Se ha producido la segunda traición de España al Sahara Occidental, el abandono al pueblo saharaui, al considerar la propuesta de autonomía de Marruecos al Sahara Occidental “como la base más seria, realista y creíble para la resolución del contencioso”. La primera traición fue el abandono del Sahara en 1975, que había estado integrado administrativamente en la denominada África Occidental Española hasta su conversión en provincia al final de los años cincuenta. España nunca llegó a poner en marcha la descolonización del Sahara Occidental, aunque estaba previsto un referéndum de autodeterminación para la primavera de 1975. Debido a las protestas de Marruecos, la ONU insta entonces a España a suspender el referéndum y a someter la cuestión al Tribunal Internacional de Justicia de La Haya, fallando favorablemente a las tesis españolas, todo esto durante la enfermedad del dictador  Franco. El monarca marroquí Hassan II, padre de Mohamed VI, decidió aprovechar la coyuntura para montar la operación conocida como «la marcha verde»: una marea humana de marroquíes en la frontera del Sahara. España eludió sus compromisos internacionales para la autodeterminación del Sahara, tratando de enfriar el conflicto con Marruecos, evitando el posible estallido de una guerra con Marruecos. En noviembre de 1975, en el Tratado de Madrid, España cedía la administración del Sahara a Marruecos y Mauritania con un vago compromiso de descolonización. La traición estaba consolidada. Como consecuencia, el Frente Polisario proclama la República Árabe Saharaui Democrática y declara la guerra a Marruecos y Mauritania.
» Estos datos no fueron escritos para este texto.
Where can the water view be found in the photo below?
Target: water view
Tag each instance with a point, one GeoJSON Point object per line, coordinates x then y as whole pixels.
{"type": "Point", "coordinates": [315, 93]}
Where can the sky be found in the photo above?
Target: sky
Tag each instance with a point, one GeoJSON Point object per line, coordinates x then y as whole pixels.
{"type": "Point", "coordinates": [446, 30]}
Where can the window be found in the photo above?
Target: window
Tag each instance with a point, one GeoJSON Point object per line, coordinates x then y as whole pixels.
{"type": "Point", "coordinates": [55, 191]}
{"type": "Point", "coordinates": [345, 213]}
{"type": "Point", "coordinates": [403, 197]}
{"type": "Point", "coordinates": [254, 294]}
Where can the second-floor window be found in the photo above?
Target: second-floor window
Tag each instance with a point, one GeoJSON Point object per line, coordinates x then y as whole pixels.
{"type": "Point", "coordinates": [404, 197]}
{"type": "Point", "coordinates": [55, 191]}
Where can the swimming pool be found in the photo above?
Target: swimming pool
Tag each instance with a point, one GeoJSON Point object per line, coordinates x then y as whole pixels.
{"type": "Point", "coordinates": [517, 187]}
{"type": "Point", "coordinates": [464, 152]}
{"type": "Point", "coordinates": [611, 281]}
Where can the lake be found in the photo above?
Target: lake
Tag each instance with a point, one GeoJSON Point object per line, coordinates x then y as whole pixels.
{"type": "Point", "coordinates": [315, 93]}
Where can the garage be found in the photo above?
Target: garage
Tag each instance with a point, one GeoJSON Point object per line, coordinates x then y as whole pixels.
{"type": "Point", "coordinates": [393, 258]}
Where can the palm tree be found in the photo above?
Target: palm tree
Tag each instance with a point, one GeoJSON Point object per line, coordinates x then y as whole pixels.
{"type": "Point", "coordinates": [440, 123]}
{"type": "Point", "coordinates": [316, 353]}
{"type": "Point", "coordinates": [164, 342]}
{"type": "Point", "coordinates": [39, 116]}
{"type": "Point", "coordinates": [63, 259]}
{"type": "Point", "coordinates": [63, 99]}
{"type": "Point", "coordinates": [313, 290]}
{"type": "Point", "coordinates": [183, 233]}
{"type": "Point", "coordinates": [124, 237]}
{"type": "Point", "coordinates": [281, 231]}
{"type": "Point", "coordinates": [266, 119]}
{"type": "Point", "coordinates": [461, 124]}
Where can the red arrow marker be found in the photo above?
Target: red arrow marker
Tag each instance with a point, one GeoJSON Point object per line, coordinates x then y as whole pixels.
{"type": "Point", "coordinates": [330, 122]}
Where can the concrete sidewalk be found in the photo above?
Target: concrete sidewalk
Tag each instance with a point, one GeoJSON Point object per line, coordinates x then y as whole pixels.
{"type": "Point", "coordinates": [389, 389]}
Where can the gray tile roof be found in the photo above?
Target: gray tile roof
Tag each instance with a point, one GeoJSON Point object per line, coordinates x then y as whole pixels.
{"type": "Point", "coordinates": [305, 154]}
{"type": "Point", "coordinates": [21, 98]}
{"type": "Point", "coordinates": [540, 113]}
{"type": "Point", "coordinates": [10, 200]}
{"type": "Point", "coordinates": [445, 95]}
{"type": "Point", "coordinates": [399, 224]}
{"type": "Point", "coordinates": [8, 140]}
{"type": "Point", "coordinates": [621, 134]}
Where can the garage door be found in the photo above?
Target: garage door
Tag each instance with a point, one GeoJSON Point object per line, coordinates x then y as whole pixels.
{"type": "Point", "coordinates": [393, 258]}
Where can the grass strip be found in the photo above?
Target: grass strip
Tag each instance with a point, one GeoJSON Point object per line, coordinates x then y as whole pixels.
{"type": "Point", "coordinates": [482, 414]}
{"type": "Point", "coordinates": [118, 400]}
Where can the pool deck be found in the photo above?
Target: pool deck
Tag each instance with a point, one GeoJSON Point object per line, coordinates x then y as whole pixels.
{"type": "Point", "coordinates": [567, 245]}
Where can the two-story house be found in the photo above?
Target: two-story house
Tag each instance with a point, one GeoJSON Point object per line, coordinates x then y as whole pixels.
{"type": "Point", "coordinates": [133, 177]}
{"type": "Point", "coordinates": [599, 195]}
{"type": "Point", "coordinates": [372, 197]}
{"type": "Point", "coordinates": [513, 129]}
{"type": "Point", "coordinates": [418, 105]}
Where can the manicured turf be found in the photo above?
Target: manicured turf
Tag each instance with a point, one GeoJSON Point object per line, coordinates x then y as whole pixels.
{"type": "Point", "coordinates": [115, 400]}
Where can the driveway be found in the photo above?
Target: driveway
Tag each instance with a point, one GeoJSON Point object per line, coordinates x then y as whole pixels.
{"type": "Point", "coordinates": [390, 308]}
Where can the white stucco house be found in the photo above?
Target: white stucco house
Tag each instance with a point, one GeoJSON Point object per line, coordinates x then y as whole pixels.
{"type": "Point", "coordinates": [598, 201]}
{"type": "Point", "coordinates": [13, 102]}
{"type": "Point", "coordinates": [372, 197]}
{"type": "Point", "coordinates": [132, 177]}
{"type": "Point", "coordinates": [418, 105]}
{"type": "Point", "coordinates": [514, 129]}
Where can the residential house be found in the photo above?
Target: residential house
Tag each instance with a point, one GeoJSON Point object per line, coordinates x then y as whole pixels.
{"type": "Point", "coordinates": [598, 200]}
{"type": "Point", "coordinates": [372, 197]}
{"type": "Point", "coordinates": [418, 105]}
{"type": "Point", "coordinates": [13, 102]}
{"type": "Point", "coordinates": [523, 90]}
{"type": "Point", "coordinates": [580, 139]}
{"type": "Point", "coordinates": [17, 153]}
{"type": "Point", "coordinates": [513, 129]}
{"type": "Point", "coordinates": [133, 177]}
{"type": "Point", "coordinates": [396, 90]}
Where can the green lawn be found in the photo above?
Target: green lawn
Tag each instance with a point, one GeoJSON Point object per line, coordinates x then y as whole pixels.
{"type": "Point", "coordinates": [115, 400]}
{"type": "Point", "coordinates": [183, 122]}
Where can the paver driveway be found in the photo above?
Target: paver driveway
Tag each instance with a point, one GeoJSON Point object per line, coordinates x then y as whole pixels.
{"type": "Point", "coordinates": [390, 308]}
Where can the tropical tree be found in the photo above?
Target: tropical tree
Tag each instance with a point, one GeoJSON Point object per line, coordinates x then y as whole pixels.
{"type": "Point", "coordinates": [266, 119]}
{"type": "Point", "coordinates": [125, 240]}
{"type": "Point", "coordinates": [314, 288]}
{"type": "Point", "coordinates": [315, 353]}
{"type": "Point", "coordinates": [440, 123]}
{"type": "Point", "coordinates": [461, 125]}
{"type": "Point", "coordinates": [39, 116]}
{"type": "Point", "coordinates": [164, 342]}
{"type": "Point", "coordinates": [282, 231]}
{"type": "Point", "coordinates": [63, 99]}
Comenzó una prolongada guerra durante 15 años, del Frente Polisario contra Marruecos, acabando con la firma del alto el fuego y la anexión del territorio a Marruecos. En 1988, la ONU reafirmó el derecho inalienable del pueblo saharaui a la libre autodeterminación y a la independencia, e instó a las partes a negociar para realizar un referéndum. Oficialmente, España se ha alineado siempre con las posturas de la ONU. No obstante, durante casi 50 años, no se ha querido tensar las relaciones con Marruecos, por el contencioso de Ceuta y Melillael control de las políticas migratorias y los intereses económicos relativos tanto a la pesca como a la presencia de empresas españolas en Marruecos.

Argelia, llevada en parte por su rivalidad con Marruecos, ha quedado como el principal apoyo del Polisario, acogiendo en su territorio a la inmensa mayoría de saharauis en Tindufciudad del suroeste de Argelia muy cercana a la frontera, en campamentos de refugiados. El Sahara Occidental es uno de los territorios más ricos de todo el Magreb por contar con el mayor banco pesquero del mundo y por sus abundantes reservas de fosfatos y eso lo sabe muy bien Marruecos. En España durante estos años se han organizado campañas y eventos en favor de la autodeterminación y realizando asimismo labores de apoyo humanitario a los refugiados. Pero, los respectivos gobiernos españoles se han mantenido en una tradicional postura de neutralidad.

Ahora, de nuevo una segunda traición, traicionando a la legalidad internacional y las resoluciones de la ONU. España ha optado por contentar a Marruecos, y según dice en la carta de Pedro Sánchez a Mohamed VI: “reconoce la importancia que tiene la cuestión del Sáhara para Marruecos” y “considera la iniciativa de autonomía marroquí, presentada en 2007, como la base más seria, realista y creíble para resolver este contencioso”. Quizás haya en la negociación una supuesta garantía de tranquilidad en la frontera de Ceuta y Melilla y un control en el flujo migratorio, pero todo abandonando a su suerte al pueblo saharaui y tensando las relaciones con Argelia en plena crisis energética por la invasión rusa de Ucrania. Si España apoya a Ucrania frente a la invasión rusa y se defiende a los inocentes de una agresión ¿por qué el cambio de posición ante Marruecos? ¿Acaso el Sahara Occidental es diferente que Ucrania, respecto a la defensa de los Derechos Humanos?